# rip kodachrome



## sobeit (Nov 11, 2007)

> The celebrated 75-year run from mainstream to niche photography for Kodachrome -- the first successful color film and still the most beloved -- is coming to an end today. The last processing machine, located at Dwayne's Photo in Parsons, Kansas, is being shut down and sold for scrap.


http://www.boston.com/community/photos/raw/2010/12/they_took_our_kodachrome_away.html


----------



## Done_Fishin (Oct 10, 2006)

So what happens if I manage to find some money & decide to shoot some film ?? :grin:


----------



## DonaldG (Aug 23, 2007)

Find some more money & buy the scrap machine... :grin:


----------



## Old Rich (May 31, 2007)

Bummer . . I used it for most of those 75 years!!


----------



## sobeit (Nov 11, 2007)

Done_Fishin said:


> So what happens if I manage to find some money & decide to shoot some film ?? :grin:


save your bullets, it will be hard to find the film to shoot. :tongue: 

seriously, I am sure you could find some fuji film somewheres.


----------



## Done_Fishin (Oct 10, 2006)

saw an advert in a shop window a couple of nights ago .. kodak film 2.50 euro a roll .. can't afford to get it developed though .. :laugh:


----------



## Old Rich (May 31, 2007)

The rolls sold in Europe used to come with processing included . . no longer??


----------



## Mack (Nov 8, 2004)

Old Rich said:


> The rolls sold in Europe used to come with processing included . . no longer??



Never saw that here.

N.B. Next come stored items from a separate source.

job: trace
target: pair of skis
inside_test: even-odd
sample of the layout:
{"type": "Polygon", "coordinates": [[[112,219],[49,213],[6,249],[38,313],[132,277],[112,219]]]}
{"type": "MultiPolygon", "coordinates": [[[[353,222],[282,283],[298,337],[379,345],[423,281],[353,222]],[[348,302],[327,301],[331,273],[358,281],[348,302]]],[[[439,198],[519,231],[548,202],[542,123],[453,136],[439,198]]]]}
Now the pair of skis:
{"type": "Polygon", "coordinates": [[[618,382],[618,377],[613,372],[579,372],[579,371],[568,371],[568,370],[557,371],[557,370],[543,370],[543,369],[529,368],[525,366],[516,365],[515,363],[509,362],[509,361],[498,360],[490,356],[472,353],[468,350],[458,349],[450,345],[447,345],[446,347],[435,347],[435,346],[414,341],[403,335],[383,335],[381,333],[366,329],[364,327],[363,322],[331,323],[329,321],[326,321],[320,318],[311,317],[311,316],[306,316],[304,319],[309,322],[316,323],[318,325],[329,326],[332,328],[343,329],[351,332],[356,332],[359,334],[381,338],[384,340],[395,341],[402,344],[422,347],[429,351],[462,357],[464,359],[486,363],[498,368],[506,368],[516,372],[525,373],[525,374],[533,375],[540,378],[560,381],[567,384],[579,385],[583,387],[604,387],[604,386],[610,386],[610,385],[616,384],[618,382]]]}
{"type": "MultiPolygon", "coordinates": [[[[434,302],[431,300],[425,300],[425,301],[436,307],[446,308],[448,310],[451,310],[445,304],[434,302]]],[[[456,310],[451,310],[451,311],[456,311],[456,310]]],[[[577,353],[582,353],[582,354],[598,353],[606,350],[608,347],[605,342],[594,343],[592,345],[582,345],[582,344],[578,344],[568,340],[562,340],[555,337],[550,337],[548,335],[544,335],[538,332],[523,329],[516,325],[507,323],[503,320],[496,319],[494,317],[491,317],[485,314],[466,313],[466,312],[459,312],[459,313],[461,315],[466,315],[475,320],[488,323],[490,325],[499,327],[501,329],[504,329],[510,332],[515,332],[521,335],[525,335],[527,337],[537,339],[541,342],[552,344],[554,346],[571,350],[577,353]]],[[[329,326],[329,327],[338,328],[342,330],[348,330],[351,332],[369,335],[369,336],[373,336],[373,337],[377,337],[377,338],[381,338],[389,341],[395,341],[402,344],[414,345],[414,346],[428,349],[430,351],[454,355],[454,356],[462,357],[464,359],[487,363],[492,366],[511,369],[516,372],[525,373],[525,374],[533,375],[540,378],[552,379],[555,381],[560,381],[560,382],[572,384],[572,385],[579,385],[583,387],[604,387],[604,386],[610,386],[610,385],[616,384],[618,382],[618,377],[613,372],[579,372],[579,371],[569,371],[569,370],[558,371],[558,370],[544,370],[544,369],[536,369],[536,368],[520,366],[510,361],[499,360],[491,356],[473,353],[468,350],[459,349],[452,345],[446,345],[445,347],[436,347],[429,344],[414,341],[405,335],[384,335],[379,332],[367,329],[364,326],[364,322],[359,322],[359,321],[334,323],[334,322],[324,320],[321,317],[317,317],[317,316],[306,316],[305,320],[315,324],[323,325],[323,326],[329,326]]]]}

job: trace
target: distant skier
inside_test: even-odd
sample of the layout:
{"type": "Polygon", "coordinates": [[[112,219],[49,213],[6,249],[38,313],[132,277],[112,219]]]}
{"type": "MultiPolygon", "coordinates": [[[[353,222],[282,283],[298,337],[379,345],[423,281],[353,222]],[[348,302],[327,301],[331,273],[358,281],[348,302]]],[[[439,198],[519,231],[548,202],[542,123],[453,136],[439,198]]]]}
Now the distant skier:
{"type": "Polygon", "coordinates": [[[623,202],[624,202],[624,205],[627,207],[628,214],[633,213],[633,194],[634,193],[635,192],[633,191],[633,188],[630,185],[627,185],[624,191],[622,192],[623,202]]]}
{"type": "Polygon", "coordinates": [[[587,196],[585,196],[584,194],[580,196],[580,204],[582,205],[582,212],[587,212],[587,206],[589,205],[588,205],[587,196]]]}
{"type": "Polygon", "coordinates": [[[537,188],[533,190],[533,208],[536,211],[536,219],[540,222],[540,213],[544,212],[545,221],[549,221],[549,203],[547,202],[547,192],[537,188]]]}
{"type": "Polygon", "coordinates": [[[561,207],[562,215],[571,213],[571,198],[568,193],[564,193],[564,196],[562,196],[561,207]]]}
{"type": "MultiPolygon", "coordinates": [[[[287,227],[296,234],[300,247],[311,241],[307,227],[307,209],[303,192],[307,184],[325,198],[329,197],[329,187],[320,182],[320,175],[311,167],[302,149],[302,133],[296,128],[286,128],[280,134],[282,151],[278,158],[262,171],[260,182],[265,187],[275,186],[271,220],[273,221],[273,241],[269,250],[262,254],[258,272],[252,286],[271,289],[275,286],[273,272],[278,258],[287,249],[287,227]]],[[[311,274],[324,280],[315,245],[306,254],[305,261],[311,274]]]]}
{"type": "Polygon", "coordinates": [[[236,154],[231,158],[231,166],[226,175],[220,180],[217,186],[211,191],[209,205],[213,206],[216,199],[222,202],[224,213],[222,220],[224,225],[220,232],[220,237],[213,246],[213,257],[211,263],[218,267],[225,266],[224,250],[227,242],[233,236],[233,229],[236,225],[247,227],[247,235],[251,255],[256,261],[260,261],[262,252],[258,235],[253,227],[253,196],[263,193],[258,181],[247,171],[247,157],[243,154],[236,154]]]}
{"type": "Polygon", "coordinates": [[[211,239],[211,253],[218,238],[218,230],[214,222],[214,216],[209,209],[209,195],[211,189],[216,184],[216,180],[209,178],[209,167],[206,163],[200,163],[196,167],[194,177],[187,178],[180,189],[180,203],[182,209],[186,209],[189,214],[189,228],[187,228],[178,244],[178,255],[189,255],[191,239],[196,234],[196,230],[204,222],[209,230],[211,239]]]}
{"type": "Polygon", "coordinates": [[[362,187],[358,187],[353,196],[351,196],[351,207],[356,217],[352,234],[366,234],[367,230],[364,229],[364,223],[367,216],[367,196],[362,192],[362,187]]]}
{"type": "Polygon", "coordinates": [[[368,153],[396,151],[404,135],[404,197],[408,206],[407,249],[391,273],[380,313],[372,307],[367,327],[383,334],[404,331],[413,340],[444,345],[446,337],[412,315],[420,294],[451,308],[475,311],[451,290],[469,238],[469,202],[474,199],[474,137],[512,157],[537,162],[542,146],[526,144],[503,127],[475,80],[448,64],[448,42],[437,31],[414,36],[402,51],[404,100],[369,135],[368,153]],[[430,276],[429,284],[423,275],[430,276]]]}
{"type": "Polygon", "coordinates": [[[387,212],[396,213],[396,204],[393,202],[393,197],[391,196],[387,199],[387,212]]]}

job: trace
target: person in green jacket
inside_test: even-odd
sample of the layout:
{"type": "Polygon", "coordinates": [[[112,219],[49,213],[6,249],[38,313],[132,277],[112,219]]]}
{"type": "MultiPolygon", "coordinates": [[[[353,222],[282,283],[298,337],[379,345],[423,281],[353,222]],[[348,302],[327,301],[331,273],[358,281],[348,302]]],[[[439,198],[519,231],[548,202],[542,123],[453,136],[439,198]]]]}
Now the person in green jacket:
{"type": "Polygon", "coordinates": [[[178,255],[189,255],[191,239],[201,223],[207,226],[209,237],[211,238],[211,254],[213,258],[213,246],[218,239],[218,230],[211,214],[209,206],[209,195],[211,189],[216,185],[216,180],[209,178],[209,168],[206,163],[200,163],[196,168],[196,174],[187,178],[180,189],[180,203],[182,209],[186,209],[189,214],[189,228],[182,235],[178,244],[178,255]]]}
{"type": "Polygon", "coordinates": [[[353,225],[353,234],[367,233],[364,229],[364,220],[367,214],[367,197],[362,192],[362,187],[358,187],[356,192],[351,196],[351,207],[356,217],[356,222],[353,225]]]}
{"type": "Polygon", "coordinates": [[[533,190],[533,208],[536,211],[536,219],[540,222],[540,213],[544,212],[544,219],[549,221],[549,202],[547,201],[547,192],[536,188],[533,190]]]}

You sometimes got free film here but that was *after* processing.


----------



## Old Rich (May 31, 2007)

Sorry . . I ment the Kodachrome rolls used to include processing . .


----------



## Done_Fishin (Oct 10, 2006)

Those were for slides .. remember that was about the cheapest way to enjoy my hobby. Still have my projector somewhere here ..


----------



## Old Rich (May 31, 2007)

Kodachrome was primarily for slides . . although I think you could ask for prints as well.

I took a bunck of rolls in Eqypt and when I wanted to have them processed in the US, but they sent them back and said the prepaid processing was only good outside the US . . so I had then done in the UK next time I was there.

Later that got changed and they would process them here


----------